Economicamente suas atitudes tem sido catastróficas. As mercadorias que compramos para ela vender, considerando cem por cento de lucro e diminuindo o dinheiro recebido; Nos possibilitaria Ter $4.500,00, pelo menos. Uma parte desse dinheiro, ela recebeu depois da nossa separação. Se somarmos os cheques de compra de sua mãe e empréstimo ao padrasto, poderemos considerar mais R$500,00. Ela tomou um empréstimo no banco para pagar dívidas de sua mãe e padrasto no valor de R$1.800,00. Portanto, nesses tres meses ela acumulou um prejuízo de R$6.800,00. Depois que voltou, já tem um débito comigo de aproximadamente R$1.000,00. O que eleva o total para R$7.800,00. Onde ela acha que vai chegar com esse comportamento? Acho que já passou da hora de ela deixar a preguiça mental e o conforto de atender sua vontade, de lado e passar a encarar a realidade, promovendo as correções necessárias para evitar prejuízos irremediáveis.

26/11
Desde ontem à noite estou pensando e analisando o comportamento da Mari.
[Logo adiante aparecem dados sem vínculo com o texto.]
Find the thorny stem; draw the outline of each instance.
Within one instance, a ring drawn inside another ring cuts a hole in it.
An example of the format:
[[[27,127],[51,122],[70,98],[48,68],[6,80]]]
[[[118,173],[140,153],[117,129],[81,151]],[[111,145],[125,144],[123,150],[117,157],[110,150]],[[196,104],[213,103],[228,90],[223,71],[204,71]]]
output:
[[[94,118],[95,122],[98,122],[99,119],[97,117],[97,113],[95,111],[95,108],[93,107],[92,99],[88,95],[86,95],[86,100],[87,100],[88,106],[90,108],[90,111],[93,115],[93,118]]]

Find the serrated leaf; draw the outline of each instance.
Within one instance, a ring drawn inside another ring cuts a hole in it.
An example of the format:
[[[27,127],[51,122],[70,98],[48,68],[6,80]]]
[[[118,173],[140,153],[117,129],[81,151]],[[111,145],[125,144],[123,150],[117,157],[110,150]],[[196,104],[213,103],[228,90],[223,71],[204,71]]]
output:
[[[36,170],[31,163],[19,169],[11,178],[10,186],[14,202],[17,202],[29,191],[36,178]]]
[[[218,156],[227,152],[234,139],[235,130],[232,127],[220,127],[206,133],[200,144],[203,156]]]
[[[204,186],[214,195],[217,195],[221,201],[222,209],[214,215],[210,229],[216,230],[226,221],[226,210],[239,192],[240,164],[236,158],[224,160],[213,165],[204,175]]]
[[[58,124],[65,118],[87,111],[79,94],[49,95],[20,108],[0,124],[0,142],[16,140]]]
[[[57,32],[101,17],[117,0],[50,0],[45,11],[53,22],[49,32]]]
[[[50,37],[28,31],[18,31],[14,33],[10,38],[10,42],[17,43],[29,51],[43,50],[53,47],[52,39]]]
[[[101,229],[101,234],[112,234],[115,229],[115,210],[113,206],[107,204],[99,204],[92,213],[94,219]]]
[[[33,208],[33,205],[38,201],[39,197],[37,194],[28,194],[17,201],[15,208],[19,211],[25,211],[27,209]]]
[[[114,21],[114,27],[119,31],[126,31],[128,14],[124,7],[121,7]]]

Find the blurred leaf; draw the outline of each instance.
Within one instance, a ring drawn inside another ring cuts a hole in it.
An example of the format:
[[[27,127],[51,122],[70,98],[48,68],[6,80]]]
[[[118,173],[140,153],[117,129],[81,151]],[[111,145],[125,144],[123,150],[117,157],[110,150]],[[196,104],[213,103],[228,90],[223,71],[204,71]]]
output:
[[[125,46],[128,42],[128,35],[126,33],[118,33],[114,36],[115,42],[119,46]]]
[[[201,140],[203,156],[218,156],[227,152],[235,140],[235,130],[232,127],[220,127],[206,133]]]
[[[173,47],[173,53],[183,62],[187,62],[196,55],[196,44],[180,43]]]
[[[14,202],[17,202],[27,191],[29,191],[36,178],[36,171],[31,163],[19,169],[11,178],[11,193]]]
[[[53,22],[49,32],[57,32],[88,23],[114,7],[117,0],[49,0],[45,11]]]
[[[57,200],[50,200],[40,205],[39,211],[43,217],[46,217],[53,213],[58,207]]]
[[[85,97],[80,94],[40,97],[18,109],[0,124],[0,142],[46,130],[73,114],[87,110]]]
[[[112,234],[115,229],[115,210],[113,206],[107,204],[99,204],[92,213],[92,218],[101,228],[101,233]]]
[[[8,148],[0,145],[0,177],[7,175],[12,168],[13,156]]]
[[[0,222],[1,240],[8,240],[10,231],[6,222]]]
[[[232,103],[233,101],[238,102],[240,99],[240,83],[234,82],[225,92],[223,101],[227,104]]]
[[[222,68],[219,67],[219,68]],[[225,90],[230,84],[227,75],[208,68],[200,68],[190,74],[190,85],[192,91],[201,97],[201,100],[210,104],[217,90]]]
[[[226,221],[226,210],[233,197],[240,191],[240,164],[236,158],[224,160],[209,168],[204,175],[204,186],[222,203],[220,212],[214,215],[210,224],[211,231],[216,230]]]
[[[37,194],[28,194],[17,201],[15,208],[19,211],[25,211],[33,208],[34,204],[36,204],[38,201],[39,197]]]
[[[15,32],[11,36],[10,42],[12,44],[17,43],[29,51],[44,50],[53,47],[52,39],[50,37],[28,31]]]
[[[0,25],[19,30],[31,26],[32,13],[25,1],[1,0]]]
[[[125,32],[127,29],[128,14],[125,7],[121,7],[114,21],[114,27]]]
Está claro que, em relação a mim, ela não está disposta a fazer a menor concessão, só faz o que tem vontade, desprezando minha carência e vontade. Ontem, em São José, comentei que eu estava sentindo falta de seus carinhos. Ela poderia Ter passado a mão em meu rosto ou me dar um selinho, em fim, qualquer demonstração de carinho. Não fez absolutamente nada. Parei na beira do rio, na estrada de Monteiro Lobato e beijei-a . Ela retribuiu como simples obrigação mas com pressa de se afastar de mim. Quando, depois que a Marta Leme, a quem demos carona, desceu do carro, disse-lhe que estava muito carente. Que quando tivesse vontade, me procurasse para me aliviar. Ela disse estar percebendo que o tipo de relacionamento que estávamos tendo, não estava sendo satisfatório pra mim. Que avisara no início que seria assim, que estava percebendo que essa condição estava sendo pior pra mim do que não tê-la. Não se dispôs a fazer nenhum esforço na direção de tentar minimizar minha carência. Está agindo exatamente como propôs e cujas condições aceitei, por isso não tenho do que reclamar. A questão é o seu egoísmo, só se importando consigo mesma, desprezando totalmente o que sinto. Está obcecada pelo descompromisso, supervalorizando-o. Ele não seria motivo para desprezar meu sentimento. Não lhe cobro compromisso, só preciso desfrutá-la e ela só se dispôe a fazê-lo quando tem vontade, sem se importar comigo.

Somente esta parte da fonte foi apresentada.